Risman belajar melihat potensi atau prakiraan cuaca melalui obrolan dari mulut ke mulut dengan nelayan lainnya.
Risman percaya bahwa cerita turunan dari nenek moyang atau orang-orang tua dahulu dalam mengamati gejala alam yang tentu akan berdampak pada aktivitas nelayan.
"Misalnya analisa tentang rotasi bulan dan bintang, cerita orang-orang tua (nenek moyang) dahulu perhitungannya akurat, atau jarang meleset," lanjut dia.
Begitupun mengenai penampakkan Gunuang Pasaman dalam keadaan tertentu.
"Jika 'basebo' (awan menutupi bagian atas), maka biasanya di perairan Pariaman akan badai, jadi kita tidak bisa melaut," ucap Risman.

Penampakkan Gunuang Pasaman yang 'basebo' kata dia bisa dilihat dari pinggir Pantai Pariaman di waktu tertentu.
Selain itu, ia menjelaskan mengenai beberapa pengaruh rotasi bulan dan bintang yang menyebabkan besarnya ombak di perairan laut.
"Bintang gadang (bintang besar) yang terjadi saat bintang balago jo bulan, dan lepas ke barat, dan itu tanda akan terjadinya badai," tuturnya.

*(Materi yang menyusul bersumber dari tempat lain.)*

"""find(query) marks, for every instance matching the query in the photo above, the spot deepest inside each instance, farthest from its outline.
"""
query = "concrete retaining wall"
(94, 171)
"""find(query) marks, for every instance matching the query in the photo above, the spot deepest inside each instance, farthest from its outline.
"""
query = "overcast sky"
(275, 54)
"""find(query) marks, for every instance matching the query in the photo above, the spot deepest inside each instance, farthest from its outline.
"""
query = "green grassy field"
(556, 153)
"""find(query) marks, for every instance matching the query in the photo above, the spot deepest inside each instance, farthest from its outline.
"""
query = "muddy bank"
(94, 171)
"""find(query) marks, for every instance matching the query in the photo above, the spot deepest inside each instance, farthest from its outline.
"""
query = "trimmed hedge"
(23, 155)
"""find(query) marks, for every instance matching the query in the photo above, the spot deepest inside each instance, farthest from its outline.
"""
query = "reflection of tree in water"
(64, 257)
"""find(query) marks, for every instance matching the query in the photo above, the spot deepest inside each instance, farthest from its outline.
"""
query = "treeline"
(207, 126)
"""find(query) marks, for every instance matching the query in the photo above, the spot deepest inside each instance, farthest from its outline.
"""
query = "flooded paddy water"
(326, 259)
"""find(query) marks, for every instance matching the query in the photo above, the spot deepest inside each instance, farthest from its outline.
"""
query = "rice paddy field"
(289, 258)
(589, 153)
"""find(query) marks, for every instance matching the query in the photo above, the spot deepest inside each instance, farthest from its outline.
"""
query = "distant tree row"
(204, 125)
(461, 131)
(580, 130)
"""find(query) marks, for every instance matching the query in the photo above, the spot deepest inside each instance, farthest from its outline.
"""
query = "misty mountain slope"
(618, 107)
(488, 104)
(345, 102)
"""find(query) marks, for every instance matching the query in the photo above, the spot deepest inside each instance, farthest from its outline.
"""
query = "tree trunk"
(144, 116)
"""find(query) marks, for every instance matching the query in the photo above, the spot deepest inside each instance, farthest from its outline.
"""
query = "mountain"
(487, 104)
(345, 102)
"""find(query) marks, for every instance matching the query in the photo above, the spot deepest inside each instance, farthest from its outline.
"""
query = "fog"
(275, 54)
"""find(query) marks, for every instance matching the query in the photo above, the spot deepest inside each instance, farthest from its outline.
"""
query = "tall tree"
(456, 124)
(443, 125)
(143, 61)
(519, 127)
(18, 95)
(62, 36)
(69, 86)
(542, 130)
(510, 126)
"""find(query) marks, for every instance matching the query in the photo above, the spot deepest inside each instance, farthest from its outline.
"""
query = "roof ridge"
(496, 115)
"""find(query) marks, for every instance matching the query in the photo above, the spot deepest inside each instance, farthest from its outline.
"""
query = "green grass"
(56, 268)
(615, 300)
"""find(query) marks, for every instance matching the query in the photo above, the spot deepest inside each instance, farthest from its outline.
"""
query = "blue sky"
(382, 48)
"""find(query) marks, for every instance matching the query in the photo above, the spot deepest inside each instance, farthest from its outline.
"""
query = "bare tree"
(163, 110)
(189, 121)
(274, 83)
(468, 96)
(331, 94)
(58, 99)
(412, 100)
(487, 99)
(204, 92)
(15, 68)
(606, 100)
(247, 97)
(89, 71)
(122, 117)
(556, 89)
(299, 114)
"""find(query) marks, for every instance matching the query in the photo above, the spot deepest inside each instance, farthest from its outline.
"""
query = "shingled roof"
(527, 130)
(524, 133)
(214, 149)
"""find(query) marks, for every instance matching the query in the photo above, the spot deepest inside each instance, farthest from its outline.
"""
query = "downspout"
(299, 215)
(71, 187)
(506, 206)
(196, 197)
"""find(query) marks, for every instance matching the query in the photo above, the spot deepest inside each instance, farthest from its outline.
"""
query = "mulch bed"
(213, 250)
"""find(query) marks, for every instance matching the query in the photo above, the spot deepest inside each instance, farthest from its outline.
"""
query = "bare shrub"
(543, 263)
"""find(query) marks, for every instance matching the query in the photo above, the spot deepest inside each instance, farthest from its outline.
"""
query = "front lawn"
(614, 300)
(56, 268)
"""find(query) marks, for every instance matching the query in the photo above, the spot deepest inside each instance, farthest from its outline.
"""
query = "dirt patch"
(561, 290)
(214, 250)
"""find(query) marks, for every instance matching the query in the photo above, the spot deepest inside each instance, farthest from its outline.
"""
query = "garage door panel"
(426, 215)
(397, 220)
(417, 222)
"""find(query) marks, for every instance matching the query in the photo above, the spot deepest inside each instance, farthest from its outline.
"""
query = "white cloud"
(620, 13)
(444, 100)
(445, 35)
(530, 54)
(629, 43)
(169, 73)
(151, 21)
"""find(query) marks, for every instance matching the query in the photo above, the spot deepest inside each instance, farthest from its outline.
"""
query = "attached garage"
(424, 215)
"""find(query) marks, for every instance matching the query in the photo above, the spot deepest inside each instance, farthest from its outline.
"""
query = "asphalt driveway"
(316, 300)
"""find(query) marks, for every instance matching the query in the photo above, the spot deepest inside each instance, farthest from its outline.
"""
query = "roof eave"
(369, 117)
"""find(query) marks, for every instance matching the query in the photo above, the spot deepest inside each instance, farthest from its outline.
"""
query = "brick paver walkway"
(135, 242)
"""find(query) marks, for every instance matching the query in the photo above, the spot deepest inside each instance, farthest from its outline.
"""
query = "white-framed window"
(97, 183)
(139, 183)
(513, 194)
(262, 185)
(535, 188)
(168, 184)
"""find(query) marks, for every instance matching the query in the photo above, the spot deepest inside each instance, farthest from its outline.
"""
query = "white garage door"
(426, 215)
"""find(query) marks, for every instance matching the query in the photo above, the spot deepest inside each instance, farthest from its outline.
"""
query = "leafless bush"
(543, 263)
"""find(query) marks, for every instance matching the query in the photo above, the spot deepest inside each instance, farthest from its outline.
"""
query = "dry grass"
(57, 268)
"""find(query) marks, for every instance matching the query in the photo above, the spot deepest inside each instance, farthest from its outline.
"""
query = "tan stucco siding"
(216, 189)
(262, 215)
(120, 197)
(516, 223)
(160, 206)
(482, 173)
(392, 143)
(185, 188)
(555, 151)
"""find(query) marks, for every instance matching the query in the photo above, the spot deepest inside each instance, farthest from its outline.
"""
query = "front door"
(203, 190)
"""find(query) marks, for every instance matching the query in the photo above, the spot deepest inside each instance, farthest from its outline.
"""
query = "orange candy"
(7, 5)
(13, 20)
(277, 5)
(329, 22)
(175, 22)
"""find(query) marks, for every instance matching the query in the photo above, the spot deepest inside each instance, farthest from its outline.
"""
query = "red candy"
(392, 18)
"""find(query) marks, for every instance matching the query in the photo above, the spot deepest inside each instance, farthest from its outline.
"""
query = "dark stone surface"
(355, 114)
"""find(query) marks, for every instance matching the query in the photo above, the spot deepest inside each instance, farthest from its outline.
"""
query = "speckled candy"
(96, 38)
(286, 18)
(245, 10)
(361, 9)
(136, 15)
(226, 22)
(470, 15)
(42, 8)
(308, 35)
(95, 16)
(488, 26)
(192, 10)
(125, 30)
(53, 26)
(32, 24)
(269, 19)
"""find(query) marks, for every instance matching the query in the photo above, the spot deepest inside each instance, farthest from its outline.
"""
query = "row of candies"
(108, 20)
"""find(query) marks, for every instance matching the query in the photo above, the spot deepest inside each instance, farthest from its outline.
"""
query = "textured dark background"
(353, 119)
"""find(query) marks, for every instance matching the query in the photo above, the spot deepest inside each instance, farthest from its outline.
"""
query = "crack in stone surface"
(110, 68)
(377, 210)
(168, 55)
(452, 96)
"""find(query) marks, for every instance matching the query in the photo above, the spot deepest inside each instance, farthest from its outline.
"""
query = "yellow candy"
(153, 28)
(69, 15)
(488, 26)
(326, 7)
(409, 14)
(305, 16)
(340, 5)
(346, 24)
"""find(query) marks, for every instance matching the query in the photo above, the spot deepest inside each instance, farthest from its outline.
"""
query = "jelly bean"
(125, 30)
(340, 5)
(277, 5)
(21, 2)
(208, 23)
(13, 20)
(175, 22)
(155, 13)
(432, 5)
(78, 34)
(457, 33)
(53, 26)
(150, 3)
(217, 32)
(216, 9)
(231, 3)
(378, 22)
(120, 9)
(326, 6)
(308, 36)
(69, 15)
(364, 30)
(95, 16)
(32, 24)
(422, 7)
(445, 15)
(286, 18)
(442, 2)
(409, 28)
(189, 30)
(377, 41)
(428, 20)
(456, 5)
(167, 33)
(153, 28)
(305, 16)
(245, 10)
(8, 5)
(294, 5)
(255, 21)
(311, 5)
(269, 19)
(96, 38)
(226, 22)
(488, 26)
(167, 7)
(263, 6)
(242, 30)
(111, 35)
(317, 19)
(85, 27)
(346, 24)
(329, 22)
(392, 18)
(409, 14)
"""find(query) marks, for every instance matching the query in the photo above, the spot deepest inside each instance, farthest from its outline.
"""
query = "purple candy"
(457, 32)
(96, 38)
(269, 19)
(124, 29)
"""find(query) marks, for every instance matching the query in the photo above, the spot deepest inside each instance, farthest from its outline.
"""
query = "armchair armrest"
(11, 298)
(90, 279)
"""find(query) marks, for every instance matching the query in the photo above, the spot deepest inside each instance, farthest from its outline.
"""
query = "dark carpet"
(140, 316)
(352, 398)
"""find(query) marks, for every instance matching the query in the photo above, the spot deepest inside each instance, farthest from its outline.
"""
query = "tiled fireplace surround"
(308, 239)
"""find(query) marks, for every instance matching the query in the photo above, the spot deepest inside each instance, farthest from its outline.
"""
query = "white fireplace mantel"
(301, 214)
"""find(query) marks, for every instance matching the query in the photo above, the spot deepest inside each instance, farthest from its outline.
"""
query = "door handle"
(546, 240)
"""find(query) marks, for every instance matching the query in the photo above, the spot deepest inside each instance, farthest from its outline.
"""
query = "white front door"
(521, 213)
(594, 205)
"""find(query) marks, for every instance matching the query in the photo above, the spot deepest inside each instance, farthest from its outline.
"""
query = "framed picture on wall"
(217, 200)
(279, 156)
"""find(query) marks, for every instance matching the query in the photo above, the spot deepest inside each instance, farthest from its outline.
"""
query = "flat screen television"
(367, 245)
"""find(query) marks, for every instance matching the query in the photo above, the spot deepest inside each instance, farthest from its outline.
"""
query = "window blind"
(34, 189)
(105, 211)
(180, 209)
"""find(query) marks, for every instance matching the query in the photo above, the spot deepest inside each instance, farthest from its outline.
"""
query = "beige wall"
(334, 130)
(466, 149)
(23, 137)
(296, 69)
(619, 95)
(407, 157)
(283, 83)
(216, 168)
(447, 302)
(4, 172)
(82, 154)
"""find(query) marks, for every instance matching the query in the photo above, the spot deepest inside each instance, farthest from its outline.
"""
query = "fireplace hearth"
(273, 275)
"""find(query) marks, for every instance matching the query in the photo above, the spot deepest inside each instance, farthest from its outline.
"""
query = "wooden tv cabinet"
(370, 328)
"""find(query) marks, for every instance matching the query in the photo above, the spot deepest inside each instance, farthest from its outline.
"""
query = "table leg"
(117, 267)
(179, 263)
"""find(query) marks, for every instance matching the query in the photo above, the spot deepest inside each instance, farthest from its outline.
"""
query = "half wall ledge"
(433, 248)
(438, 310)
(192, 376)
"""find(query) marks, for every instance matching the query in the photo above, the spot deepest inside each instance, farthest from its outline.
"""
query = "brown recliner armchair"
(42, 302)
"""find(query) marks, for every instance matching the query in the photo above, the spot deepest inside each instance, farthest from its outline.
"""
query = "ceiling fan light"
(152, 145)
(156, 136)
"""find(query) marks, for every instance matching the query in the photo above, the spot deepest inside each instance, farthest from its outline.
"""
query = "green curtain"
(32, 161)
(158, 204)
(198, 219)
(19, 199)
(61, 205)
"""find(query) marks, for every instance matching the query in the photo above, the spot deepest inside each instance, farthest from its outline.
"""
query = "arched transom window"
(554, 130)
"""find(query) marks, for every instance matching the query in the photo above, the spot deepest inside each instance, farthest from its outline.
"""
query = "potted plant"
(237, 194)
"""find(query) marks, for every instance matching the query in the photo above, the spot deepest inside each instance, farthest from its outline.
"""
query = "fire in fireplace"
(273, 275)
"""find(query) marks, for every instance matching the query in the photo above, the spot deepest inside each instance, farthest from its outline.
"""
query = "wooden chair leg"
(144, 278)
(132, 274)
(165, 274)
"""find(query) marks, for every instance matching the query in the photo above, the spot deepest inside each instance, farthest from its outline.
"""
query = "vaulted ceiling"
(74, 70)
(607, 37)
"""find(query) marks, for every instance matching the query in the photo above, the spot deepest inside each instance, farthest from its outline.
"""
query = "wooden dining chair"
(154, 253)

Biasanya atas keadaan itu, kata dia badai akan terjadi selama satu pekan, dan ombak akan besar.
Baca juga: Uang Kertas Milik Seorang Nenek di Lubuklinggau, Rusak Dimakan Tikus: Kisahnya Viral di Media Sosial
Selanjutnya mengenai angin timur laut, seperti gejala 'Bintang Kalo' yang berarti susunan bintang menyerupai hewan kalajengking.
"Bisa diartikan ketika capit kalajengkingnya masuk ke dalam bulan, itulah tanda hari akan badai yang lepas ke barat," terang dia sambil mengilustrasikannya kepada wartawan.
Lanjut dia lagi, juga ada fenomena bintang banyak, sebuah tanda bahwa bintang banyak tersebut bergerak dari timur menuju selatan, dengan kondisi angin yang cukup kencang dan ombak yang tidak terlalu besar itu tandanya nelayan bisa melaut.
Baca juga: Kisah Peserta SKD CPNS Sumbar, Jauh-Jauh dari Agam hingga Kurang Tidur Demi Menghafal Undang-Undang
Ia melanjutkan, juga ada tanda bintang kuniang (bintang kuning), dimana terdapat bintang yang terang berwarna kuning, dengan arti akan terjadi badai sekira 3 hari berturut-turut.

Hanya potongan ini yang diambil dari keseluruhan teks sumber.